After giving birth, women experience various changes in every sense, both physically and internally. The body changes and During the 9 months of pregnancy, physical changes occur and the center of gravity is modified. So now”It’s time to re-establish the posture to recover the abdominal bandso that possible damage to the pelvic floor muscles is avoided or, if there were, make them worse,” he told Women Andrea Guzmán Íñigo, specialist in Physiotherapy in Valle36 and member of Top Doctors.
One of the experts’ recommendations during the postpartum period is to exercise, but there are certain specific techniques that will help you return to your sports routine after giving birth. Crys Dyaz, trainer of celebrities such as Vicky Martín Berrocal or Blanca Suárez, has shared on her social networks the 3 “push” exercises in the postpartum.
What exercises can be done postpartum?
The first exercise that the trainer shares You must do it standing, holding a dumbbell. Put one foot forward and bend your knees slightly. Do a squat by leaning your torso forward. Perform 3 repetitions and then stay in the starting position (with one foot forward) to flex your arm up and down for another 3 repetitions.
For the next exercise You should also stand with your legs shoulder-width apart and a dumbbell held in both hands. Carry the dumbbell between both legs (4 repetitions), with a straight torso. Next, bring your arms outstretched, -with the dumbbell-, above your head and repeat the process once again.
With the third exercise You have to bend and raise one leg towards your chest, while holding the dumbbell with both hands and carrying it at the same pace. Then take the same leg back doing a lunge with a squat.

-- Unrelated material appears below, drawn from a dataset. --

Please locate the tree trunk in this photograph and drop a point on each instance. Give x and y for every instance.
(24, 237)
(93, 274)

Now is the time for traditional squat with dumbbell. The last exercise that the expert shares is executed from the ground. Get into a plank positionwith your palms and toes on the floor, then tilt your body so that a “V” position is formed. These exercises offer different health benefits for women during the postpartum periodboth in mental and physical health.
Benefits of exercising postpartum
Regular exercise after pregnancy has great benefitssuch as improving cardiovascular fitness, weight loss – particularly when combined with a reduction in calorie intake -, strengthening and toning of abdominal muscles, increasing energy level, reducing stress, improving sleep, and reducing symptoms of postpartum depression. This has been assured by the Mayo Clinic.
In this case, the exercises that Crys Dyaz has shared are focused in strength and cardio, hypopressives and combating diastasis. Abdominal diastasis occurs when the muscles of the abdomen separate, so that the belly bulges and appears without firmness. It is something that frequently occurs in women who have recently become mothers, according to the Top Doctors experts.
Regarding hypopressive gymnasticsThis is a technique that was created as an alternative to conventional sit-ups, since they help strengthen the abdomen and pelvic floor, without increasing pressure on them.
The Spanish Association of Physiotherapy recommends that start postpartum gymnastics after quarantine and that the abdominal exercises that are carried out are hypopressive. It is important to remember that hypopressives must be done by a professional and follow certain steps.
Some of the benefits of hypopressive abdominal gymnastics in the postpartum that the experts list are:
- Posture recovery.
- Reduction in back pain.
- Improves diastasis recti abdominis.
- Recover the tone of the pelvic floor.
- Contributes to postural relocation.